Country or region: North Carolina, USA
Message: My studio can get very hot. Will temperatures of 100 degrees harm my Tinfix dyes? Did look for this on your site and could not find an answer. Thanks.
While the MSDS for Tinfix Design Silk Dye [PDF] says "Stable under normal storage condition" and "Avoid heat", I think your dyes should probably stay good at least in the short term. Tinfix dyes are one of several available brands referred to collectively as the French Silk Dyes, which seem to be mostly composed of acid dyes or basic dyes, along with various chemical solvents such as ethanol. (It's not easy to know what types of dyes are in them, because the manufacturers are extremely secretive about which dye chemicals they use.) Although reactive dyes, such as Procion MX dyes, will go bad after a couple of years and go bad more quickly when stored in a hot place, acid dyes and basic dyes, since they have no reactive group to go bad, are more resistant to heat damage and will probably stay good for many years as long as no evaporation of the solvent occurs. Even Procion MX dyes can still function well as acid dyes, when used with acid on a protein fiber, long after they have lost their reactivity and can no longer be used on cotton.
Letting the dyes get really hot, near a heater for example, could be hazardous because of the flammable solvents, but that's very different from your studio temperature around 100°F.
What's surprisingly more important than avoiding a hot studio is avoiding an extremely cold one. The MSDS for Tinfex Dye Thinner says not to store it below 10°C, that is, 50°F. I would guess that low temperatures, as long as they do not get as low as freezing, would be a problem only because most dyes are less soluble when cold than when they are at room temperature.

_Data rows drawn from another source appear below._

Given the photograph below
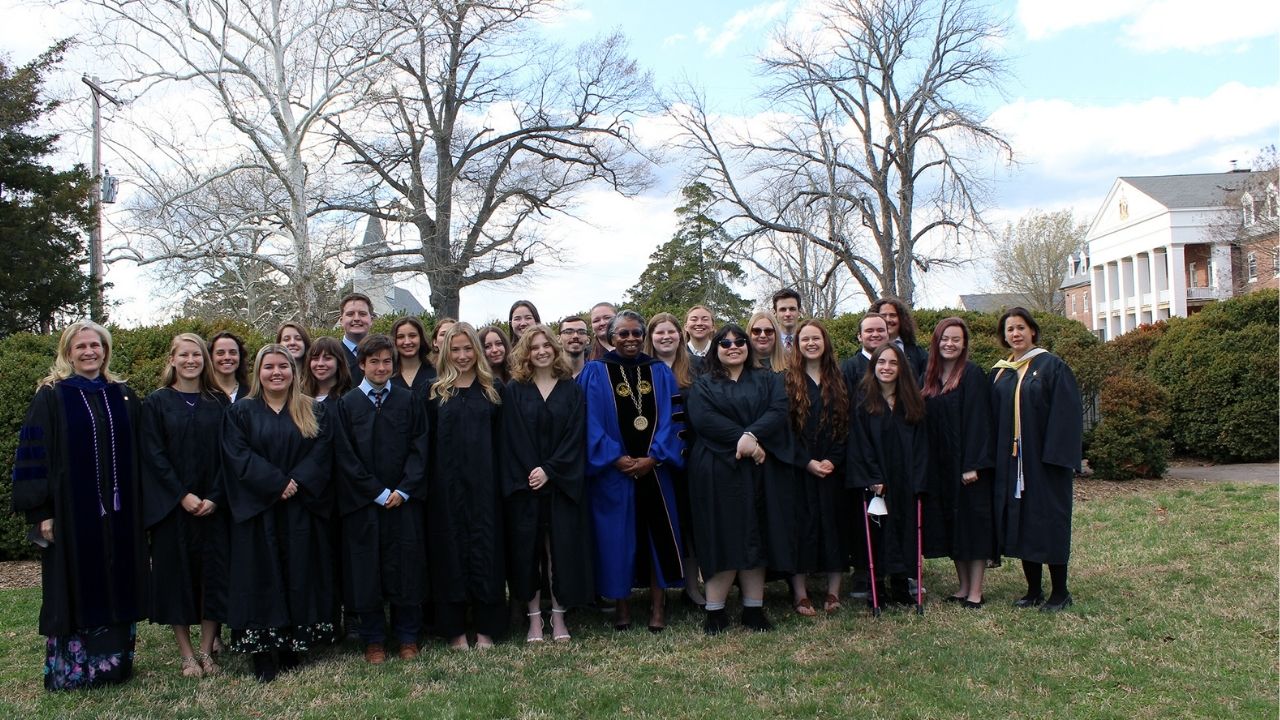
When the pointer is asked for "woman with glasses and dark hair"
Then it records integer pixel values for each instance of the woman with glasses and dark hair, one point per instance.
(631, 447)
(1038, 428)
(958, 519)
(741, 488)
(766, 346)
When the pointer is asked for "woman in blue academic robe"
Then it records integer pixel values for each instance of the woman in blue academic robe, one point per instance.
(631, 447)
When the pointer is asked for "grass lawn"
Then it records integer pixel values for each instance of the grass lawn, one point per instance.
(1175, 616)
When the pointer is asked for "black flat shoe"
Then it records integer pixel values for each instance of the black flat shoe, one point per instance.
(1029, 601)
(716, 621)
(755, 619)
(1057, 605)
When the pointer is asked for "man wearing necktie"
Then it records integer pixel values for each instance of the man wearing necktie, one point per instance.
(786, 306)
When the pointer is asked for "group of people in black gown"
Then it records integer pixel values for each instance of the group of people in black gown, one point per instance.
(446, 479)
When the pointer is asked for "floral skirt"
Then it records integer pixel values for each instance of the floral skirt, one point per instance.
(90, 657)
(297, 638)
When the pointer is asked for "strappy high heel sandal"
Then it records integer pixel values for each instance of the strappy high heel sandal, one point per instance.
(191, 666)
(542, 633)
(560, 637)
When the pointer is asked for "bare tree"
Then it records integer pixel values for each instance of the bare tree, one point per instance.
(877, 137)
(475, 133)
(270, 71)
(1032, 256)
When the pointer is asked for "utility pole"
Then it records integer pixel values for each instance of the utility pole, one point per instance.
(95, 241)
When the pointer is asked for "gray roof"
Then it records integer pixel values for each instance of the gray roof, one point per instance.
(991, 301)
(1203, 190)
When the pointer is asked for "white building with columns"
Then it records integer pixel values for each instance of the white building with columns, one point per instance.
(1161, 247)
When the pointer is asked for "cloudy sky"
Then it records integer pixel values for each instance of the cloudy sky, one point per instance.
(1097, 89)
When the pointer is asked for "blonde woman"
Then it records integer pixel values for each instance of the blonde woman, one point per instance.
(277, 449)
(544, 450)
(74, 481)
(184, 499)
(464, 500)
(766, 341)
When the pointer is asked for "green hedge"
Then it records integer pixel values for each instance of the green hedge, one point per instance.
(138, 355)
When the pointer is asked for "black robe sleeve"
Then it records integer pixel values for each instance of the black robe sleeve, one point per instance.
(35, 468)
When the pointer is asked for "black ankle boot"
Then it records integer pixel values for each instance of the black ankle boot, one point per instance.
(755, 619)
(264, 668)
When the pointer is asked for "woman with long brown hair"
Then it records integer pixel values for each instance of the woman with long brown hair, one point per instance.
(819, 419)
(277, 445)
(958, 509)
(890, 456)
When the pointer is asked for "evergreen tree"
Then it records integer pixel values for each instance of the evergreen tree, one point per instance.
(691, 268)
(44, 213)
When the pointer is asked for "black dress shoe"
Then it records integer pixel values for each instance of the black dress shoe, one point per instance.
(755, 619)
(716, 621)
(1057, 605)
(1029, 600)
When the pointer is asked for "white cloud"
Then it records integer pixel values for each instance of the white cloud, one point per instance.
(1157, 24)
(754, 18)
(1064, 137)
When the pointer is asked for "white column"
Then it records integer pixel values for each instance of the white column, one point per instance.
(1176, 256)
(1221, 256)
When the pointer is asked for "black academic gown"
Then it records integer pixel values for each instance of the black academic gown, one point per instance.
(549, 434)
(68, 468)
(1037, 527)
(887, 450)
(744, 514)
(464, 499)
(821, 522)
(280, 554)
(182, 454)
(958, 518)
(383, 550)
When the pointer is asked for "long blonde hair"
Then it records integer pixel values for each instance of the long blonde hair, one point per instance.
(680, 365)
(447, 373)
(522, 368)
(776, 360)
(208, 383)
(301, 408)
(63, 368)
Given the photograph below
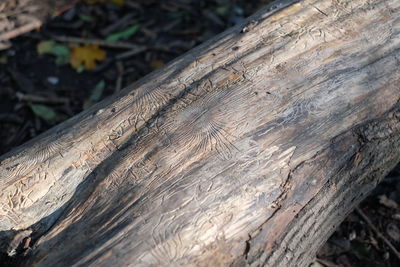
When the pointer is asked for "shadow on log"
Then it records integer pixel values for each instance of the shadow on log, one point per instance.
(248, 150)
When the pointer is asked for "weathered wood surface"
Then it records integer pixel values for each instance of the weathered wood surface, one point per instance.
(249, 149)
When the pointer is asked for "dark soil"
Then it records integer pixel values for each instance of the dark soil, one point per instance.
(167, 30)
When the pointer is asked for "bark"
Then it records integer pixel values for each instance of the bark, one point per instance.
(248, 150)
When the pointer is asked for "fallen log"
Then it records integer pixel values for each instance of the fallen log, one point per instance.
(248, 150)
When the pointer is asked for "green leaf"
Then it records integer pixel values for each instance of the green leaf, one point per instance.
(60, 51)
(115, 37)
(95, 95)
(44, 112)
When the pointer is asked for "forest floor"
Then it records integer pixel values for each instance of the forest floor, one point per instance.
(98, 47)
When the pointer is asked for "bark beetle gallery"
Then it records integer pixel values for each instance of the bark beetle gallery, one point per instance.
(243, 151)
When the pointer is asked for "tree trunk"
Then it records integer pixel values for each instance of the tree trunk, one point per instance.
(249, 149)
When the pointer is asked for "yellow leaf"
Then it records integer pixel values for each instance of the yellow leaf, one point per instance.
(86, 56)
(156, 64)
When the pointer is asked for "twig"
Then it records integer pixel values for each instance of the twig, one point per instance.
(69, 39)
(41, 99)
(34, 24)
(326, 263)
(377, 232)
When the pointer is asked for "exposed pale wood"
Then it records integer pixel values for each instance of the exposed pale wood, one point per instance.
(249, 149)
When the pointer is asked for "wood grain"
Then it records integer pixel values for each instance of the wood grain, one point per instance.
(248, 150)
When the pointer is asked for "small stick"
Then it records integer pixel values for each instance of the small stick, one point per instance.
(34, 24)
(377, 232)
(41, 99)
(69, 39)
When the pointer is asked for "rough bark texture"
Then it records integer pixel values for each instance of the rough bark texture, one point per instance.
(249, 149)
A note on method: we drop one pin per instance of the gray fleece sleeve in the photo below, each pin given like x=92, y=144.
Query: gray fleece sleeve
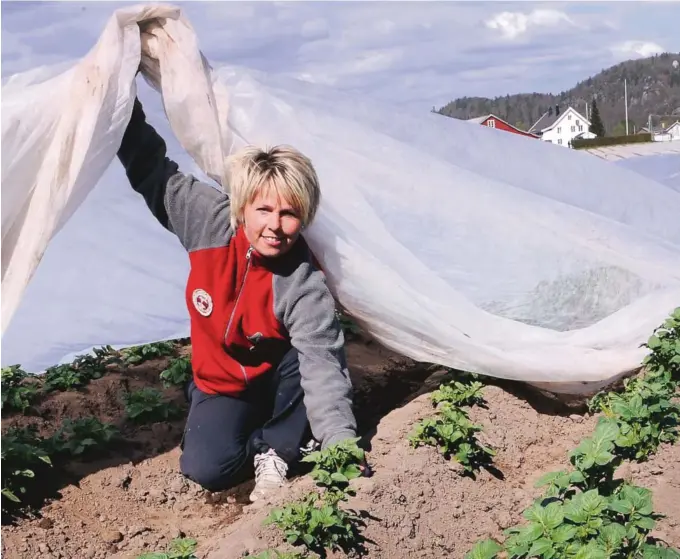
x=194, y=211
x=306, y=307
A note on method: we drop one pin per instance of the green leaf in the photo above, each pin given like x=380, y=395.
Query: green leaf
x=542, y=548
x=486, y=549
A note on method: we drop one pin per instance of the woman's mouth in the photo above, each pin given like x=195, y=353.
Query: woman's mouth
x=272, y=241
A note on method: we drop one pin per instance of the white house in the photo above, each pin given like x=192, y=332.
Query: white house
x=664, y=133
x=673, y=131
x=561, y=126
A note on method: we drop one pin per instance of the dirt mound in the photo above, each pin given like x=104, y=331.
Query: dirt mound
x=419, y=504
x=133, y=499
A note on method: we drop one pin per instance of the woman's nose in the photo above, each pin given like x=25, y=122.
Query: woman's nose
x=274, y=221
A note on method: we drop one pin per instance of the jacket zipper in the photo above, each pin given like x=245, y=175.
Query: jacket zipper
x=233, y=312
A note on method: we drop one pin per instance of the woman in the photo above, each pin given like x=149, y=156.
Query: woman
x=267, y=350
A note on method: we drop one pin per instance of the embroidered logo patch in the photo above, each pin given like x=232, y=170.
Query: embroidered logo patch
x=202, y=301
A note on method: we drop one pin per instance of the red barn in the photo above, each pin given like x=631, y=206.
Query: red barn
x=492, y=121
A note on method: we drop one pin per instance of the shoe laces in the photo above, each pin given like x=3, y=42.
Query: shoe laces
x=270, y=468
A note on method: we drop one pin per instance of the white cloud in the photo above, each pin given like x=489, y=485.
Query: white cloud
x=418, y=54
x=514, y=24
x=641, y=49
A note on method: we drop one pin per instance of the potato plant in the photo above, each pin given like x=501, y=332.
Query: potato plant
x=147, y=405
x=317, y=522
x=180, y=548
x=81, y=371
x=178, y=373
x=138, y=354
x=17, y=393
x=451, y=429
x=81, y=436
x=585, y=512
x=22, y=455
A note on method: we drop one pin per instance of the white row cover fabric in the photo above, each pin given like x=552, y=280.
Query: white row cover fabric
x=450, y=243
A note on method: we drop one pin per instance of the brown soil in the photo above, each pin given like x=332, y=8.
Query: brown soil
x=134, y=499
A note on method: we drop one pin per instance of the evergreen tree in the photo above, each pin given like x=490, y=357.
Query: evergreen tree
x=596, y=126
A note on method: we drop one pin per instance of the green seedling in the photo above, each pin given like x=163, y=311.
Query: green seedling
x=276, y=554
x=81, y=436
x=452, y=432
x=95, y=365
x=585, y=513
x=585, y=525
x=178, y=373
x=464, y=391
x=181, y=548
x=485, y=549
x=22, y=455
x=319, y=524
x=645, y=414
x=147, y=405
x=81, y=371
x=138, y=354
x=337, y=465
x=17, y=393
x=64, y=377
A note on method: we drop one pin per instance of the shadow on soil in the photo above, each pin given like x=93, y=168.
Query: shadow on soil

It would be a good idea, whenever you have not used your dyes for a while, to do a small test from each bottle, to make sure they're still working fine. Use a small scrap of the same material that you are painting on, and steam it to fix. Problems are more likely to occur in the consistency of the dye mixture than in how well it steams.
Always be careful to keep all French silk dyes, and everything you have painted with them, out of direct sunlight, and store them in the dark whenever possible. They are noted for being susceptible to light damage, probably because some of them contain basic dyes (also known as cationic dyes). Basic dyes are notoriously poorly lightfast, and can lose their brightness quickly when exposed to bright light. This is true not only of ultraviolet light, but also of ordinary visible light.